As of mid-2023, at least four of the six deals we selected as “the worst” have undergone significant restructuring since their original announcements, while a fourth has seen a related bankruptcy:
- Amazon‘s “HQ2” project has shrunk twice since its November 2018 announcement. The first time was in Feburary 2019 when the company pulled out of its New York City subsidy deal to remove itself from what had become a politicized circus, only to turn around and purchase the former Lord & Taylor flagship store on 5th Avenue as its new NYC offices. The second time was in March 2023, when the company announced that it would delay and potentially downsize its Arlington, Va. construction plans. As CEA President John Mozena wrote in National Review, cities across America that made ridiculous bids to try to “win” HQ2 turn out to have been lucky losers.

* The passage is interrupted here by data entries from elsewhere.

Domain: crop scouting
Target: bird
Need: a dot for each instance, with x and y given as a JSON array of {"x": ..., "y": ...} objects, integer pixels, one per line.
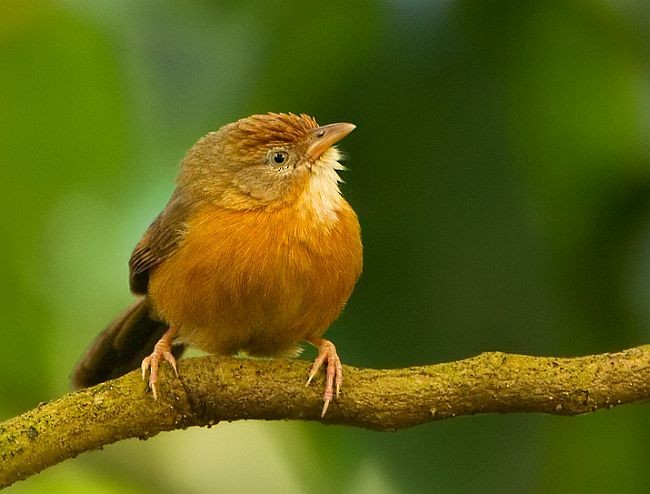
[{"x": 256, "y": 252}]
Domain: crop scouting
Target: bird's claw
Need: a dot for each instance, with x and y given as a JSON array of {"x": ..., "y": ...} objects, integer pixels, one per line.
[
  {"x": 162, "y": 351},
  {"x": 334, "y": 371}
]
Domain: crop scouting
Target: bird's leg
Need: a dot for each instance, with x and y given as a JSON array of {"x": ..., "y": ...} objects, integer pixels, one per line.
[
  {"x": 162, "y": 350},
  {"x": 334, "y": 369}
]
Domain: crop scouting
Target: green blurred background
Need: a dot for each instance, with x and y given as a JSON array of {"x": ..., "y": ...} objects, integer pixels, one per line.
[{"x": 500, "y": 169}]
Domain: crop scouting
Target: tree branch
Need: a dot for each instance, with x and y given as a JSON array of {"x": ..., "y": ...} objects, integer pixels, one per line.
[{"x": 212, "y": 389}]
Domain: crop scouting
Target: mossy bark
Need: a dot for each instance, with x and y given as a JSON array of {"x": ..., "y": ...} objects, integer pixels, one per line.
[{"x": 211, "y": 389}]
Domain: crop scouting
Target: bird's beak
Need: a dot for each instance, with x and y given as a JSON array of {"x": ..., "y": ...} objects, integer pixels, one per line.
[{"x": 325, "y": 136}]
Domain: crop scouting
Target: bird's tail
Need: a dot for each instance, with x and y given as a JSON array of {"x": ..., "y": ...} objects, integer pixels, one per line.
[{"x": 121, "y": 347}]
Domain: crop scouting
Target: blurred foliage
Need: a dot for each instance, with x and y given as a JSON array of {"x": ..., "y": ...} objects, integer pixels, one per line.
[{"x": 501, "y": 171}]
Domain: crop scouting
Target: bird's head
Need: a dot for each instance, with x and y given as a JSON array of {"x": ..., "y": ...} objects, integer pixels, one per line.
[{"x": 272, "y": 160}]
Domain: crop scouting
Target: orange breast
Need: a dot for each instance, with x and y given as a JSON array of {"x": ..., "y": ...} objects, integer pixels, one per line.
[{"x": 258, "y": 281}]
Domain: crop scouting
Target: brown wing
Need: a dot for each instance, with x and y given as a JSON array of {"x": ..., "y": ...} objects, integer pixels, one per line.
[{"x": 161, "y": 240}]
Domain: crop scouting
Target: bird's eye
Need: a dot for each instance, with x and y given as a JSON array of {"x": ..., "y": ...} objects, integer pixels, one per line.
[{"x": 279, "y": 157}]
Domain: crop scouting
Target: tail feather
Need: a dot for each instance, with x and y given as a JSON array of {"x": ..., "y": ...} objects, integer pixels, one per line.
[{"x": 120, "y": 348}]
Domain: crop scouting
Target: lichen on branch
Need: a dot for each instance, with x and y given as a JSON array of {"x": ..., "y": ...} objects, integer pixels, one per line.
[{"x": 211, "y": 389}]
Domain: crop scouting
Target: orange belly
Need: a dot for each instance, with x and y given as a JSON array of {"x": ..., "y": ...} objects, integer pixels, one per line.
[{"x": 258, "y": 282}]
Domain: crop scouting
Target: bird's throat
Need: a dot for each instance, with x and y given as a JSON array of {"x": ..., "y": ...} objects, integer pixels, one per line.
[{"x": 322, "y": 198}]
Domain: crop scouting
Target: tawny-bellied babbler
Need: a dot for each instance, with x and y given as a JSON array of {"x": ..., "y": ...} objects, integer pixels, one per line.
[{"x": 256, "y": 251}]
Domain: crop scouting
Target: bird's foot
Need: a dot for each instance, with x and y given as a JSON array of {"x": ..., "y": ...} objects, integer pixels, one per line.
[
  {"x": 161, "y": 351},
  {"x": 334, "y": 369}
]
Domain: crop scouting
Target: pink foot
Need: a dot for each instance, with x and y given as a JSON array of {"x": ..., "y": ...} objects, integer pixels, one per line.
[
  {"x": 334, "y": 369},
  {"x": 162, "y": 351}
]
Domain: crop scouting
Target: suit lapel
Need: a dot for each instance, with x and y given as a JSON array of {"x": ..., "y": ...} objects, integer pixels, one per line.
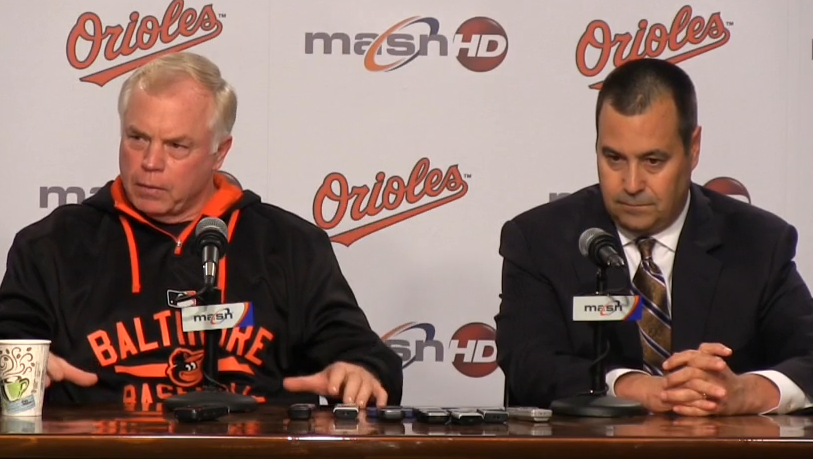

- After the city of Rock Hill, SC. was unable to sell bonds to finance the Carolina Panthers‘ HQ and practice field for anything better than “junk” ratings when bond buyers were unconvinced of the project’s fiscal viability, construction on the project came to a screeching halt. In a 2022 bankruptcy settlement, the county received $21 million for its sales tax-funded road improvements, contractors received $60 million and Rock Hill received title to the land. The partially completed structure was demolished in July, 2023 and the city hopes to attract developers for manufacturing and office projects.
- While Rivian‘s deal with Georgia was originally based on the company beginning production there in 2024, the company has since announced that it was pushing back its manufacturing plans at the plant until 2026. However, in March 2023, the company’s CFO told analysts and investors that “We remain confident that our cash and cash equivalents can fund our operations through 2025.” UPDATE: Rivian announced in March 2024 that it would be producing its newest vehicle in Illinois, rather than at the Georgia plant as originally planned, and had halted construction in Georgia until “later.”
- The General Motors/LG Chem joint venture plant in Lordstown that technically “won” our 2020 award is by all accounts operating roughly as planned. However, the state’s subsidies for Lordstown Motors to revive the former GM assembly plant have not panned out, as the startup automaker filed for federal bankruptcy protection in June 2023. After that announcement, CEA President John Mozena laid out the long corporate welfare history of Lordstown Assembly – which is now owned by Foxconn – for National Review.
- To be fair, the Ford Motor Company/CATL project in Michigan had already announced plans to scale back production plans by 43% before we announced the award. However, the way that this decision was made within nine months of the plant’s initial announcement is still a powerful example of how bad elected officials and bureaucrats are at making forward-looking, long-term “investments” with taxpayers’ money. In January 2025, the project got more bad news as the U.S. Defense Department added China-based battery giant CATL to its Section 1260H “List of Chinese Military Companies,” creating increased scrutiny for technology transfer between it and American firms. In December 2025, Ford announced that the plant would be shifting its production plans to make fewer EV batteries and more battery packs for potential utility, commercial and residential product lines.